Provably efficient, succinct, and precise explanations
This work addresses the need for reliable and interpretable explanations in machine learning, particularly for users of complex models, though it is incremental in combining existing approaches.
The paper tackles the problem of explaining black-box model predictions by designing an efficient algorithm that provides provable guarantees on explanation succinctness and precision, bridging the gap between prior methods that were either efficient but lacked guarantees or had guarantees but were inefficient.
We consider the problem of explaining the predictions of an arbitrary blackbox model $f$: given query access to $f$ and an instance $x$, output a small set of $x$'s features that in conjunction essentially determines $f(x)$. We design an efficient algorithm with provable guarantees on the succinctness and precision of the explanations that it returns.

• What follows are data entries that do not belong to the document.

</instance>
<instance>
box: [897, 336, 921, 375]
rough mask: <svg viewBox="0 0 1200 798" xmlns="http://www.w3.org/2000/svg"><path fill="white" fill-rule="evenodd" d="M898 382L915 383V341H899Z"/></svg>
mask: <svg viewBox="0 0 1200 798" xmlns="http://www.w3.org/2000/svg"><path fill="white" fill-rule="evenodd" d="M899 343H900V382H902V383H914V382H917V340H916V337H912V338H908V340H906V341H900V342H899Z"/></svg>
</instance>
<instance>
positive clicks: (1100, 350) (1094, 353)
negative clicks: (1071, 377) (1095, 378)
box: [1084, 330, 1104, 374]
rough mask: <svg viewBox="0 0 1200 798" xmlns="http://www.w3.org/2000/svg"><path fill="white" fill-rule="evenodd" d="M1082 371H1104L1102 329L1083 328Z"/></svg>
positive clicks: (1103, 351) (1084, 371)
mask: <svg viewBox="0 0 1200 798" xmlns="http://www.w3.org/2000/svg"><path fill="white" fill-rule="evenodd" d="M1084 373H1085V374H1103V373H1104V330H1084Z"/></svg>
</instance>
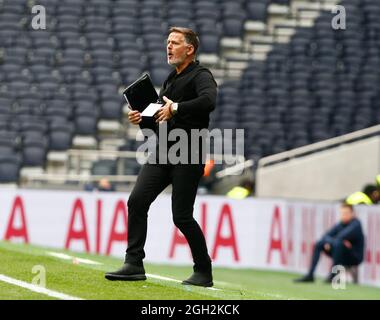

Prior algorithms were either efficient but lacked such guarantees, or achieved such guarantees but were inefficient. We obtain our algorithm via a connection to the problem of {\sl implicitly} learning decision trees. The implicit nature of this learning task allows for efficient algorithms even when the complexity of $f$ necessitates an intractably large surrogate decision tree. We solve the implicit learning problem by bringing together techniques from learning theory, local computation algorithms, and complexity theory. Our approach of "explaining by implicit learning" shares elements of two previously disparate methods for post-hoc explanations, global and local explanations, and we make the case that it enjoys advantages of both.